SHoP/Sharples Holden Pasquarelli
Thirteen years later I remember it differently. In the version that’s in my mind, you always entered the corridor from the right side, not the left. I remember the pools but not the misting towers. Somehow I missed those.
I was with at least three other people that day. One was the Subaru Narrator, who had a few weeks to kill before the fall semester began. Another was the Serangoon Narrator; it was her first trip to New York. And the Chelsea Narrator was there, too. I forget if he had already hit his Austinite smoking phase by then. I remember him taking a ton of pictures with his digital camera on that trip; it was a pack-a-day habit in terms of AA batteries. I’m not sure he has a camera anymore.

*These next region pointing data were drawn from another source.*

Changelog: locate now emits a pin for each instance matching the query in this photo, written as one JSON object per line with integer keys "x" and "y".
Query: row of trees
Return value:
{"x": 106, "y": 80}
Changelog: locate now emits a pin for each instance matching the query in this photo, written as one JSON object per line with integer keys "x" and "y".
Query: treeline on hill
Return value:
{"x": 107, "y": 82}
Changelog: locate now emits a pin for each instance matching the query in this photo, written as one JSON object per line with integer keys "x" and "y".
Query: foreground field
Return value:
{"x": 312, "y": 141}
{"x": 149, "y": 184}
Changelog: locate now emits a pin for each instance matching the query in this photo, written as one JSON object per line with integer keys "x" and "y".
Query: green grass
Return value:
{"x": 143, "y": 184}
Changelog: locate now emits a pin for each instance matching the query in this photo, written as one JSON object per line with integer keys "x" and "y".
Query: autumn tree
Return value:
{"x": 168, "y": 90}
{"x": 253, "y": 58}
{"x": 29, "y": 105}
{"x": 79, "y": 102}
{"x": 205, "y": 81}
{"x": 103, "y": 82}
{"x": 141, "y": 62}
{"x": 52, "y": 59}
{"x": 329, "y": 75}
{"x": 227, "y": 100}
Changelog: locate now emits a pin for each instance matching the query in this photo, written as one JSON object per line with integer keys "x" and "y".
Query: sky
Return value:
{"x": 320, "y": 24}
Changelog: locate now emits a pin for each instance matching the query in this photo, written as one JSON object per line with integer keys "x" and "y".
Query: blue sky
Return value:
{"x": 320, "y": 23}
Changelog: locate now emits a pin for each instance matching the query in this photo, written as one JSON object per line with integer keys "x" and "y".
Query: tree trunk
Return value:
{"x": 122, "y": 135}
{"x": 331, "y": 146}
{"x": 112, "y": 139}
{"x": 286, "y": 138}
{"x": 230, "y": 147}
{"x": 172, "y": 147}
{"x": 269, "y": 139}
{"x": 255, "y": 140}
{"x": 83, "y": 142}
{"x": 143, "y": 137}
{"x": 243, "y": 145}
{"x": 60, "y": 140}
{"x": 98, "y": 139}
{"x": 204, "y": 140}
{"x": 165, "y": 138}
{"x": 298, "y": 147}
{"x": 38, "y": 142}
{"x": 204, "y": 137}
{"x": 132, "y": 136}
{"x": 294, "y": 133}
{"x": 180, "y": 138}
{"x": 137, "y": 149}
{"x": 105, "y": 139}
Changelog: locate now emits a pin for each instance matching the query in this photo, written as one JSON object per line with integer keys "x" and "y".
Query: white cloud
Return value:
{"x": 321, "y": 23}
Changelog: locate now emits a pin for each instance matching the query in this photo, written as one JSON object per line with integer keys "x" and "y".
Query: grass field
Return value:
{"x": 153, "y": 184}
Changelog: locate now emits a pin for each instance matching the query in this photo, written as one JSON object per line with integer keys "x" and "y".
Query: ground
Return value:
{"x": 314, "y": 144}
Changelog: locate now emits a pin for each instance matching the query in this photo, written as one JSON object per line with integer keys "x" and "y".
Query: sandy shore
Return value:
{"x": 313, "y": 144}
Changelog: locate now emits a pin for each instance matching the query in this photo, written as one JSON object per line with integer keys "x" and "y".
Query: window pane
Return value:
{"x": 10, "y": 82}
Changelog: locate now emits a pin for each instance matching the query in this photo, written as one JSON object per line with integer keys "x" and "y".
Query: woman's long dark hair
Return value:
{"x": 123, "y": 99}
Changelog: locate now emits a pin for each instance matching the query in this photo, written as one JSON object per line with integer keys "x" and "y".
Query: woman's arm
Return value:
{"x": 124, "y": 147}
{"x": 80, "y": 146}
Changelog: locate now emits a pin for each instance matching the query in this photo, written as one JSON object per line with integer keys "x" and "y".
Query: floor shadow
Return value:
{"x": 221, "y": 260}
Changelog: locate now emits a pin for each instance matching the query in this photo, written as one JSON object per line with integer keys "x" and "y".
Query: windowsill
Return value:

No job for me back then. I had a couple temp gigs, but otherwise it was a dry summer. I had to make it work, though — the arrangement, as it was, had to somehow get better. But the plan never came together. For a while it was like I was trapped in that little Dunescape corridor. Do I backtrack or not? Yes? No? Stop. Make it stop.
I was trying to learn ”Wabash Rag" around this time, and that’s what I hear as I’m reminded of this exhibit. Thirteen years ago, the smell of the cedar overwhelmed you, and you would feel the crunch of gravel under your shoes once you left it. But now it’s barely there, a faded skeleton drowned out by ragtime.